There’s a new shared universe in town. Legendary’s MonsterVerse began stealthily with Gareth Edwards top-down reboot of Godzilla, but has been blown open by Kong: Skull Island, which boosts shady organization Monarch to top-billing and features a post-credits scene loaded with teases for 2019’s Godzilla: King of Monsters. Seeing Gojira take on Mothra and co. is only part of the fun, however; a year later audiences will be treated to Godzilla vs. Kong.
It’s a franchise with promise as big as its stars. Seeing monsters clash in destructive bouts was the core appeal of Godzilla and co. in their original Toho days (and even led to the co-opting of Kong for 1962’s King Kong vs. Godzilla) and the impressive action work of Gareth Edwards and Jordan Vogt-Roberts only promises a more impressive clash. But where do Legendary go after the two icons have shared the screen?

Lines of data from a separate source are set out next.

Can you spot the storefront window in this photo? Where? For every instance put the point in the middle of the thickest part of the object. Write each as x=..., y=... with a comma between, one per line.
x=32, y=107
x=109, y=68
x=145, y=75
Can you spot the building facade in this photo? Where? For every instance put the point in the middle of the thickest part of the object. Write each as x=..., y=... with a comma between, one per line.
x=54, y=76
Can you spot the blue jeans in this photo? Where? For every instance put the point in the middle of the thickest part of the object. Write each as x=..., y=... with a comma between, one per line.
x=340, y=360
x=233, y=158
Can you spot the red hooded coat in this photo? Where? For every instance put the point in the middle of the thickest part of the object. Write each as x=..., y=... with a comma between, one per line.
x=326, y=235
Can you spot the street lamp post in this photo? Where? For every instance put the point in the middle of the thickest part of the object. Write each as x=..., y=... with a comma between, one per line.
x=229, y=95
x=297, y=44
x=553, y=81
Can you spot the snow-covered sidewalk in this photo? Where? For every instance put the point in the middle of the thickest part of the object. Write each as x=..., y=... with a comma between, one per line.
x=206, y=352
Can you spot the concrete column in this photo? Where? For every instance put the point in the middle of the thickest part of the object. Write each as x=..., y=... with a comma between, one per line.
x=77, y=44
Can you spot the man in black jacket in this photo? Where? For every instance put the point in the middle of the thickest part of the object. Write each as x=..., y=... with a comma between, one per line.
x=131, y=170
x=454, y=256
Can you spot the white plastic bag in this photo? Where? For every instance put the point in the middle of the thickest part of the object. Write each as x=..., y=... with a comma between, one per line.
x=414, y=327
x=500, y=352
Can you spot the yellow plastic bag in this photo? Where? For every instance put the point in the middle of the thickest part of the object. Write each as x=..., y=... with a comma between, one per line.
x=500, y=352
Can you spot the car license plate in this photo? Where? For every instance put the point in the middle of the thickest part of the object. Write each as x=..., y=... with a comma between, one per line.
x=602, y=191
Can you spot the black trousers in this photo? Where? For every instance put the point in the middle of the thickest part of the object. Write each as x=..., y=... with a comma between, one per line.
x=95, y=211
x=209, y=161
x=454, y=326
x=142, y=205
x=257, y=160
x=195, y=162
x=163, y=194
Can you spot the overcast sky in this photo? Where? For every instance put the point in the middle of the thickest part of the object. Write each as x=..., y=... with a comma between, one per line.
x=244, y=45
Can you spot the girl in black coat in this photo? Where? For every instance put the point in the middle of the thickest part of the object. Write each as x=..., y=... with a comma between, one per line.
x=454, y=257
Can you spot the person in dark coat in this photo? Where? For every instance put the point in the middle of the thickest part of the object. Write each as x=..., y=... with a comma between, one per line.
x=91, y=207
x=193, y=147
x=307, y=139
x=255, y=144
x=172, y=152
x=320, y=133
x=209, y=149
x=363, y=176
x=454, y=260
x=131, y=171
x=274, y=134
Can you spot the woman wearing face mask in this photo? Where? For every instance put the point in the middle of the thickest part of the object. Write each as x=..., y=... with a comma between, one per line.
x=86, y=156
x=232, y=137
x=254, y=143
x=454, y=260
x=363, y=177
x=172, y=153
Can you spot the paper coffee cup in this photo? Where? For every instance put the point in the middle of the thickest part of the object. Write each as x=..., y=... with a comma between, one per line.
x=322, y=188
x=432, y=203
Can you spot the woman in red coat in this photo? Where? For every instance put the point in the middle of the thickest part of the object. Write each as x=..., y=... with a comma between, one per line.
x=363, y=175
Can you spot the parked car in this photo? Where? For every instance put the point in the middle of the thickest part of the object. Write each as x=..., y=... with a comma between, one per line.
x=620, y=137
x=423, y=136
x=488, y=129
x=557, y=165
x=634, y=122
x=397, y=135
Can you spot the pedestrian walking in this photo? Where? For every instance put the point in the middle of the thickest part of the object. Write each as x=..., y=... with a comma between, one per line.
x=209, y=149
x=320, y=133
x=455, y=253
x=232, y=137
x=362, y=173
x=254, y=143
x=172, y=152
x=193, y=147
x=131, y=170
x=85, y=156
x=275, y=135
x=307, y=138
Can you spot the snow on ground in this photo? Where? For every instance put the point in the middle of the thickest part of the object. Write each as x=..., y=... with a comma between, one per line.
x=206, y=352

One possibility would be to look to the studio’s other emergent monster movie franchise: Pacific Rim. Guillermo del Toro’s love letter to classic kaiju monster movies like Gojira was a modest success in 2013, not blowing audiences away but proving enough of a success to get a sequel, Pacific Rim: Uprising (nee Maelstrom) due next year. This film, which stars John Boyega and Scott Eastwood, is the fledgling series’ real test, although whether it improves, only matches or depreciates on the original’s appeal, joining up with ‘Zilla and the Eighth Wonder of the World would be an exciting prospect all the same.
How Would A Pacific Rim-MonsterVerse Crossover Work
It should go without saying that shared universe are big business in modern Hollywood. Ever since Marvel paid off five movies worth of setup with The Avengers, everyone has been scrambling to make their own version; Universal are resurrecting their classic horror monsters, Paramount are rejigging Transformers and Warners are busy expanding the DC Extended Universe, as well as helping Legendary with the Monsterverse (and there have been many failures on the way, such as Sony’s The Amazing Spider-Man and the ridiculous promise of an Aunt May spy movie).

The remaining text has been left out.